The long-running case revolved around the $1.3 billion purchase by Eni and Shell of the OPL 245 offshore oilfield in Nigeria in 2011 from Malabu Oil and Gas, a company owned by former Nigerian oil minister Dan Etete.

Prosecutors who had alleged that about $1.1 billion of the funds was shared as bribes among politicians and middlemen, including Etete, called for Eni and Shell to be fined and for a number of past and present top officials from both companies, including Descalzi, to be jailed.

However, the defendants have all denied any wrongdoing in the transaction. They said the purchase price for OPL 245 was paid into a Nigerian government account and subsequent transfers were beyond their control.

Matthew Page, an associate fellow at the Chatham House Africa programme said, “This is a huge blow for natural resource governance and transparency in Nigeria. The OPL 245 deal has been a multi-layered tale of corruption and malfeasance and international complicity that’s been going on for two decades.”

“This judgment will continue to sting, as it is a real and visible defeat for global and Nigerian anti-corruption efforts,” he said.

Nigeria, in its reaction, said it was disappointed with the outcome and would consider its position once it had read the written judgment.

A spokesman for the Nigerian government in London said, “The Federal Republic of Nigeria will continue to hold those responsible for the OPL 245 fraud accountable, not only to ensure the people of Nigeria benefit from this valuable resource but also to make clear its commitment to rooting out corruption in all of its forms.’’

What you should know

It can also be recalled that a United Kingdom (UK) court, on May 22, 2020, dismissed the $1.1 billion lawsuit instituted by the Federal Government against oil giants, Royal Dutch Shell and Eni, with respect to a dispute over the OPL 245 oil field.
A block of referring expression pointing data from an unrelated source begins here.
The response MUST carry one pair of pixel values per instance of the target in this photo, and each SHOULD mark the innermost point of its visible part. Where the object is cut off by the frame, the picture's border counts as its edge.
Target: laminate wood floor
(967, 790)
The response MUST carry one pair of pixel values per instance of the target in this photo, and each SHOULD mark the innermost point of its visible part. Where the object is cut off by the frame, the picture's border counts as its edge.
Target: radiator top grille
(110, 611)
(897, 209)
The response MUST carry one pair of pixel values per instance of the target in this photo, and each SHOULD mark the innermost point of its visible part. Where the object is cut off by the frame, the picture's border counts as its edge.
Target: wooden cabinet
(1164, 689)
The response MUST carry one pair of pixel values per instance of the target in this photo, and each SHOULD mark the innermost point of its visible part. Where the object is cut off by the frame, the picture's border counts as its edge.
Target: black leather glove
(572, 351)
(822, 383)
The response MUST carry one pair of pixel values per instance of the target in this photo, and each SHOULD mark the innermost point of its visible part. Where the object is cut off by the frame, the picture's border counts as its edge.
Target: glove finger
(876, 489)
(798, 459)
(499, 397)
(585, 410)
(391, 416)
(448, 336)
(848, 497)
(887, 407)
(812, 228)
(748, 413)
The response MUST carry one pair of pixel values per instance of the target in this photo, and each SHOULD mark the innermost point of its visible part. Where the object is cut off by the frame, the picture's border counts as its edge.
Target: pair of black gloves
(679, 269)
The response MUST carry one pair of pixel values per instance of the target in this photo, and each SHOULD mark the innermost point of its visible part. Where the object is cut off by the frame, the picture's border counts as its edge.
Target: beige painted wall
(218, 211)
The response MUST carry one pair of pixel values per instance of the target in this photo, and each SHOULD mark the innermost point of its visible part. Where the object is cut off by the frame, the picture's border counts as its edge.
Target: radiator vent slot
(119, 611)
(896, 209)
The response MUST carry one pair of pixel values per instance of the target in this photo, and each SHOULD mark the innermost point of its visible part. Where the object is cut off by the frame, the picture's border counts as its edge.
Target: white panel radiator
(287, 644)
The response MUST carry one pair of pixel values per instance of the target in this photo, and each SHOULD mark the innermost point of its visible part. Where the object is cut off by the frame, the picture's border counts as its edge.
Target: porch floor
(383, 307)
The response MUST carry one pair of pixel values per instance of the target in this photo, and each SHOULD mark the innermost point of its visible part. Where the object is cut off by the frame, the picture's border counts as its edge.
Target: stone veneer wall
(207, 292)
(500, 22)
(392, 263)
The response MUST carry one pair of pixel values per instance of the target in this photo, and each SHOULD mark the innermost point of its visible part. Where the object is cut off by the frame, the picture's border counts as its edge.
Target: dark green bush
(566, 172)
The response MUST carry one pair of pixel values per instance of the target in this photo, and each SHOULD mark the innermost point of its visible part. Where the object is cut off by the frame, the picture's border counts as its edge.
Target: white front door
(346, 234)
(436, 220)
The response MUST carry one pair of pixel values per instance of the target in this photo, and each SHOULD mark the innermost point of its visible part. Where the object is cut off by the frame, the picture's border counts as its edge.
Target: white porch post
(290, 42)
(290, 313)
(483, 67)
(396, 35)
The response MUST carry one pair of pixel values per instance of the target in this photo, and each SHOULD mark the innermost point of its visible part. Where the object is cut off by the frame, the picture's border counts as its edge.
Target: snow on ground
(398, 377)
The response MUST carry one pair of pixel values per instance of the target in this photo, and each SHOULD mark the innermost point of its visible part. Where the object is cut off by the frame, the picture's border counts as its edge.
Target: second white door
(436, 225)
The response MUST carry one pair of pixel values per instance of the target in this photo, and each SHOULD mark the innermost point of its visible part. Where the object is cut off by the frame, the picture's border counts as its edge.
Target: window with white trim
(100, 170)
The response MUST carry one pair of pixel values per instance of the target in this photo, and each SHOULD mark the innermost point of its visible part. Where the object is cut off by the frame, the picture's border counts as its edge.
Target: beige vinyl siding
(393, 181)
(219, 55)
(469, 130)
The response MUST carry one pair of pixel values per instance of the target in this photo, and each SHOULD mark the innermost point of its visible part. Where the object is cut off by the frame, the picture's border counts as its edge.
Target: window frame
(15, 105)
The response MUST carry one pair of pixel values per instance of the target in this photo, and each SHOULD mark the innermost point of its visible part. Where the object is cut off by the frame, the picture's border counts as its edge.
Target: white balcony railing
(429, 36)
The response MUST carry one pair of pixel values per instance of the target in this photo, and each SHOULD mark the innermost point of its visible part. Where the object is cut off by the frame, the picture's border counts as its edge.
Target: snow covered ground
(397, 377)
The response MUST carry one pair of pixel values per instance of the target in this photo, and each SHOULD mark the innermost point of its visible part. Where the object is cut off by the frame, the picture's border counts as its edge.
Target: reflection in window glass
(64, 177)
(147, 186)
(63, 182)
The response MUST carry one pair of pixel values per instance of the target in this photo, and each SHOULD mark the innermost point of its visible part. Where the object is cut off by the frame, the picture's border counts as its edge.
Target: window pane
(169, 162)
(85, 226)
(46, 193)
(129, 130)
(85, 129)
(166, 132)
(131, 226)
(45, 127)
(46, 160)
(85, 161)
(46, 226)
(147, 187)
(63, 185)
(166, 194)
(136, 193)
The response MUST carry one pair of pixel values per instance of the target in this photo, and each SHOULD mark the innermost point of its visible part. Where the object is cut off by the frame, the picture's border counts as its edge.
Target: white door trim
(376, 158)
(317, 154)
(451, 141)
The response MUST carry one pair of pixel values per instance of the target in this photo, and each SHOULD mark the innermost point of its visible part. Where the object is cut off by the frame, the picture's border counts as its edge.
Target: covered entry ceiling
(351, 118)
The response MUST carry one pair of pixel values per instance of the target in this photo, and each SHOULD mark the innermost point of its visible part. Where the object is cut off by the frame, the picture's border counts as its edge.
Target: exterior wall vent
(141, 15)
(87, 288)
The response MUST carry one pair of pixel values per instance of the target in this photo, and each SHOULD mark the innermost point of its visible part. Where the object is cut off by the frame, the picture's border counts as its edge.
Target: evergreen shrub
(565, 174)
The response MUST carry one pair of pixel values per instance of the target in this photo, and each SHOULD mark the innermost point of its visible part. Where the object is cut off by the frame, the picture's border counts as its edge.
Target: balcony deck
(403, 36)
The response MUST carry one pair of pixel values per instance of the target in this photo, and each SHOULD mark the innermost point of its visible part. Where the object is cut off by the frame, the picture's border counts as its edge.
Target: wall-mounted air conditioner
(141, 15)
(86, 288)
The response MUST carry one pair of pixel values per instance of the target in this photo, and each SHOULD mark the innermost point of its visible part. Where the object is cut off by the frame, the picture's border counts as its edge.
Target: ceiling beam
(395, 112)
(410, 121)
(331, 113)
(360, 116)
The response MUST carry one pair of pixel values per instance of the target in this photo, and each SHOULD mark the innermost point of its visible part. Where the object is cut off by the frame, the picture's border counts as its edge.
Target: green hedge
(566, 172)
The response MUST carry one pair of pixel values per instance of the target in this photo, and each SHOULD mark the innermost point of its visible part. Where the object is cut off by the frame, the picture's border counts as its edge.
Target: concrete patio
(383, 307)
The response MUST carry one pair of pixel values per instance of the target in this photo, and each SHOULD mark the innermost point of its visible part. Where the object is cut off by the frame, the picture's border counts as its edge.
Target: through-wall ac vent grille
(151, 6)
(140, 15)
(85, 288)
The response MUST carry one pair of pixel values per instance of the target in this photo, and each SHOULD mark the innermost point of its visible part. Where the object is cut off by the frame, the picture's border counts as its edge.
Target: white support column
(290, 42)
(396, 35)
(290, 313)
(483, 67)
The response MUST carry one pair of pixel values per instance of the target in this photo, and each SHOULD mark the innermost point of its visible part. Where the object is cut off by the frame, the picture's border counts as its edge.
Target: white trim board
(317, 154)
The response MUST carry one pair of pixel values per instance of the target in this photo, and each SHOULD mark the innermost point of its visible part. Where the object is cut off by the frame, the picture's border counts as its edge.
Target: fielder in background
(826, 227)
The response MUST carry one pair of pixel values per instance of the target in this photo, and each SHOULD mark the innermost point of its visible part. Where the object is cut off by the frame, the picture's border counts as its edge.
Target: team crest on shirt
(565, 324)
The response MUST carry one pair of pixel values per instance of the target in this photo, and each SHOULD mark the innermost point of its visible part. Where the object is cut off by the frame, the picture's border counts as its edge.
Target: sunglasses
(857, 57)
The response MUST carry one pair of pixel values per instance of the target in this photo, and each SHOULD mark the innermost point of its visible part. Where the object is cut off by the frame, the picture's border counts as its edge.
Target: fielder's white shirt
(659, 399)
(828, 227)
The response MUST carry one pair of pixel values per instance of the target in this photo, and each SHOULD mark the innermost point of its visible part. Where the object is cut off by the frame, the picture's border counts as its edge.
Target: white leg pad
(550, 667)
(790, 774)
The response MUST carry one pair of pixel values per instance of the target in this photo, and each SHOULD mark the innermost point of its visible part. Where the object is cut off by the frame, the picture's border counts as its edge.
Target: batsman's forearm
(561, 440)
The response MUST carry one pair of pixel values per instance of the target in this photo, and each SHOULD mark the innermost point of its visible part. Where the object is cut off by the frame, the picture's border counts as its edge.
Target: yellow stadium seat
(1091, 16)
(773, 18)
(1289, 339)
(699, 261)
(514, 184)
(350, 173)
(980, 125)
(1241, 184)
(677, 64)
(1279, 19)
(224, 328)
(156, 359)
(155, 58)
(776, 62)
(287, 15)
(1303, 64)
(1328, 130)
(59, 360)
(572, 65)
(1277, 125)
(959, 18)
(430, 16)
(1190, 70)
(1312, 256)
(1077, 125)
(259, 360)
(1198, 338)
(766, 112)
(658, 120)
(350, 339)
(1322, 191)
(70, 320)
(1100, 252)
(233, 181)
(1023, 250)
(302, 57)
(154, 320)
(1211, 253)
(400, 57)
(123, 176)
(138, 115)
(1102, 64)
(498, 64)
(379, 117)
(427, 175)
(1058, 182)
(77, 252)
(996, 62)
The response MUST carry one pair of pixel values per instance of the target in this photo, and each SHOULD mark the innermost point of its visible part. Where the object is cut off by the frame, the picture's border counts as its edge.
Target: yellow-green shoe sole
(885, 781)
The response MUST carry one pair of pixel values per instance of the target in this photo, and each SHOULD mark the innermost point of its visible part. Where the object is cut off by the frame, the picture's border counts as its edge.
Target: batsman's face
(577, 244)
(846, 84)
In dismissing the case which was filed at a commercial court in 2018, the UK judge in charge of the case said that the UK court did not have jurisdiction to try the lawsuit, just as it had the same facts for which Shell and Eni were currently undergoing trial in an Italian court.

The Federal Government had also on September 9, 2020, asked a court in Milan to order Royal Dutch Shell and Eni to pay the sum of $1.092 billion as an immediate advance payment for damages in the Malabu oil scandal, one of the oil industry’s biggest-ever corruption scandals.